Il y a donc incontestablement une offensive contre cette institution si particulière à la France : l’Ecole laïque. Comme, d’autre part, les représentants qualifiés des Congrégations sont au Gouvernement, rien d’étonnant dans la carence voulue des pouvoirs publics : loin de défendre âprement une législation qu’ils n’ont pas le courage d’abroger, ils sapent peu à peu les « lois fondamentales de la République » en matière d’enseignement ou de séparation des Eglises et de l’Etat.
Les instituteurs, qui sont aux avants-postes dans cette bataille ne voient pas sans colère leurs adversaires gagner chaque jour en audace et en puissance. Insultés dans la rue et jusque dans leur classe, traînés dans la boue par des curés fanatiques, privés du lait nécessaire à leurs enfants, ayant à subir de véritable tentatives d’assassinat (1), ils constatent que leur seul recours réside dans leur organisation syndicale et se préparent à lancer celle-ci avec le dynamisme de ses 80.000 membres dans la lutte électorale en 1932.
Par ailleurs, leur influence joue un rôle non négligeable dans l’accentuation d’un nouvel état d’esprit que le Congrès de Biarritz de la Ligue des Droits de l’Homme a mis en évidence : 797 mandats y ont maintenu le principe de la liberté de l’enseignement, mais une minorité importante de 549 mandats a défendu le monopole ou la nationalisation.
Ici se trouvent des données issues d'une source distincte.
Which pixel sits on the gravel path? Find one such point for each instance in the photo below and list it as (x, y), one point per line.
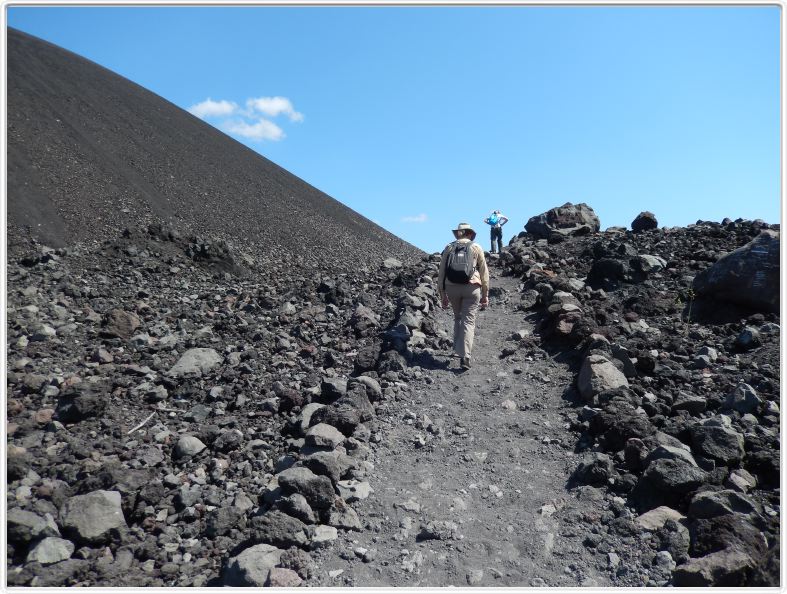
(470, 474)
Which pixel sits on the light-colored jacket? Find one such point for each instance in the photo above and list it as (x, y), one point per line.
(480, 275)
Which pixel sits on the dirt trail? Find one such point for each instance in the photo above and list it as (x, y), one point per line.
(468, 489)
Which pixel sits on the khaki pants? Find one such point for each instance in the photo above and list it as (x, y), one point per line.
(464, 301)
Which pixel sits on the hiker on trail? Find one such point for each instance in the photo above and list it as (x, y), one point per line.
(463, 282)
(496, 220)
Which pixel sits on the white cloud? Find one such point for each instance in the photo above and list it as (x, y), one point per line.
(259, 130)
(210, 108)
(274, 106)
(251, 122)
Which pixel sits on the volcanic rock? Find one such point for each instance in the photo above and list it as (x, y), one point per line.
(278, 529)
(645, 221)
(94, 517)
(252, 566)
(25, 526)
(317, 490)
(598, 374)
(51, 550)
(195, 362)
(748, 275)
(568, 219)
(718, 442)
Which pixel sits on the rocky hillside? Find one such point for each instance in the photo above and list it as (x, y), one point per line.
(674, 335)
(91, 153)
(175, 421)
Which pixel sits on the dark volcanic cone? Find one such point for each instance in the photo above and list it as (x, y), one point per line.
(91, 153)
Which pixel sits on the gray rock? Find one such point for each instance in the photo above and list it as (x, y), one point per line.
(439, 530)
(324, 463)
(748, 339)
(650, 264)
(280, 577)
(196, 362)
(251, 567)
(304, 418)
(51, 550)
(187, 446)
(352, 490)
(740, 480)
(120, 324)
(343, 516)
(673, 476)
(81, 402)
(347, 412)
(720, 443)
(670, 453)
(598, 374)
(392, 264)
(322, 536)
(644, 221)
(709, 352)
(373, 390)
(42, 333)
(279, 529)
(748, 276)
(24, 526)
(568, 219)
(318, 490)
(743, 399)
(656, 518)
(296, 506)
(727, 567)
(709, 504)
(595, 470)
(333, 388)
(323, 435)
(222, 520)
(693, 403)
(94, 517)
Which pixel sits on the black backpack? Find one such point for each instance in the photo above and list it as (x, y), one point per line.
(460, 266)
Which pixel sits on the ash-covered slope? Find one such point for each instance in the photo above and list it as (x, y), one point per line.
(91, 153)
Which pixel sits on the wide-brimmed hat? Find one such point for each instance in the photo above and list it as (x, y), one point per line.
(463, 227)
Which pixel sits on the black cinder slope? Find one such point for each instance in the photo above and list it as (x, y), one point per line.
(91, 153)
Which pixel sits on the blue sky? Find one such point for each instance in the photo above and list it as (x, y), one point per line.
(422, 117)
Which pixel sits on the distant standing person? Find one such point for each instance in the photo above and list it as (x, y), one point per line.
(496, 220)
(463, 281)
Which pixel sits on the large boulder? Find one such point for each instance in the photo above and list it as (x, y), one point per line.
(569, 219)
(195, 362)
(252, 566)
(278, 529)
(723, 444)
(748, 276)
(598, 374)
(727, 567)
(94, 517)
(81, 402)
(318, 490)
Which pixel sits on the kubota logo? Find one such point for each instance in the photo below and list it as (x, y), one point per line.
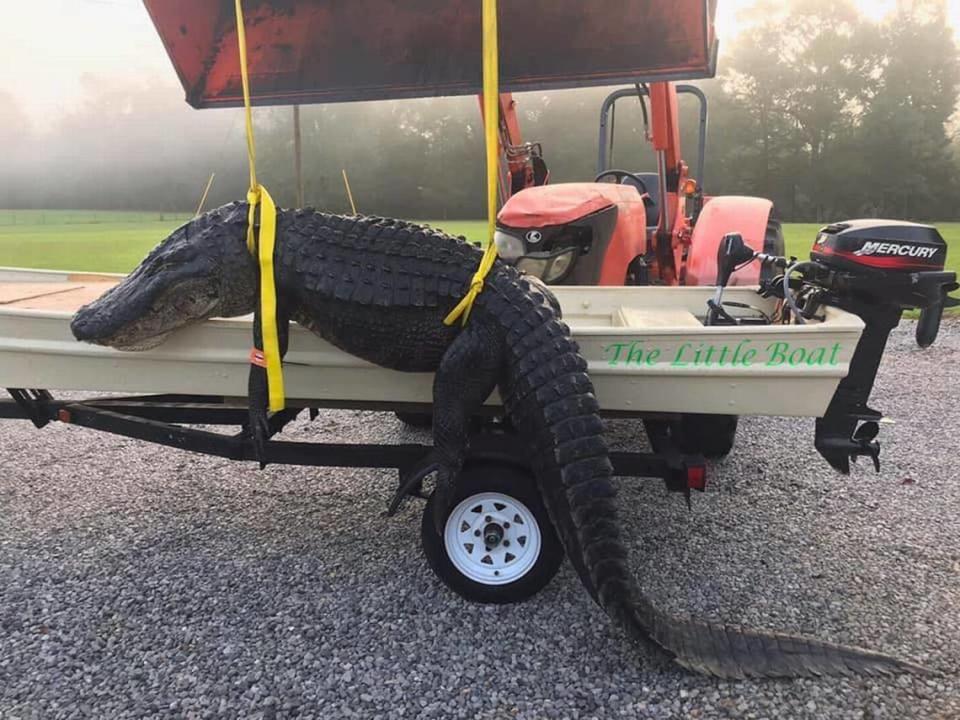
(878, 248)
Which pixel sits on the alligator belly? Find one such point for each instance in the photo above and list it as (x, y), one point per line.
(409, 339)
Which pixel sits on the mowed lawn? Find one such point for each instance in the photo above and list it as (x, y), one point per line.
(116, 241)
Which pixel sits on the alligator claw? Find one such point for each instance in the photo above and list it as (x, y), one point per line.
(259, 434)
(443, 489)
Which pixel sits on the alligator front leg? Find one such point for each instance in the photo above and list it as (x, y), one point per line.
(468, 373)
Cet ensemble de faits mérite un examen attentif : Que signifie cette « crise de la laïcité » ? Qu’y a-t-il exactement dans le concept de laïcité ? Quels rapports sociologiques existe-t-il entre ce concept et le développement historique de la lutte des classes ? Quelle est la direction essentielle et strictement prolétarienne de l’effort socialiste en matière de laïcité ? C’est ce que nous allons tenter de définir.
Si la laïcité prend son relief le plus significatif en matière d’enseignement, cela tient à l’importance considérable des questions d’éducation pour une société donnée. Par le biais de l’éducation se révèlent les exigences d’une époque, les besoins impérieux des classes en lutte. Mais avant de se présenter au seuil des institutions scolaires, une idéologie nouvelle a dû déjà cheminer longtemps dans les soubassements de la société qui la contient. En vérité, c’est dans les modifications du système de connaissance, c’est-à-dire dans les changements d’attitude intellectuelle provoqués par les changements de rapports entre les hommes et la nature qu’il faut chercher la source d’une idéologie comme la laïcité.
On sait comment le christianisme prend, avec le régime féodal, la forme et la structure qui en font le fidèle reflet, dans le domaine de la pensée, des besoins de la classe régnante. Tout se confond avec la théologie : morale, politique, jurisprudence, sciences de toutes natures. Une seule culture : celle dont l’Eglise a le monopole ; une seule référence : la Bible. Une seule connaissance possible : les textes sacrés, les commandements de l’Eglise. Servitude sur toute la ligne. Défense à l’hérésie, défense à la morale indépendante, défense à la science de la nature de s’évader du cachot. Nulle époque n’illustre plus brillamment le déterminisme des idées et des croyances en fonction des structures sociales; à la hiérarchie féodale se superpose exactement la hiérarchie ecclésiastique, sur l’oppression économique des seigneurs se calque l’oppression intellectuelle des prêtres et des prélats.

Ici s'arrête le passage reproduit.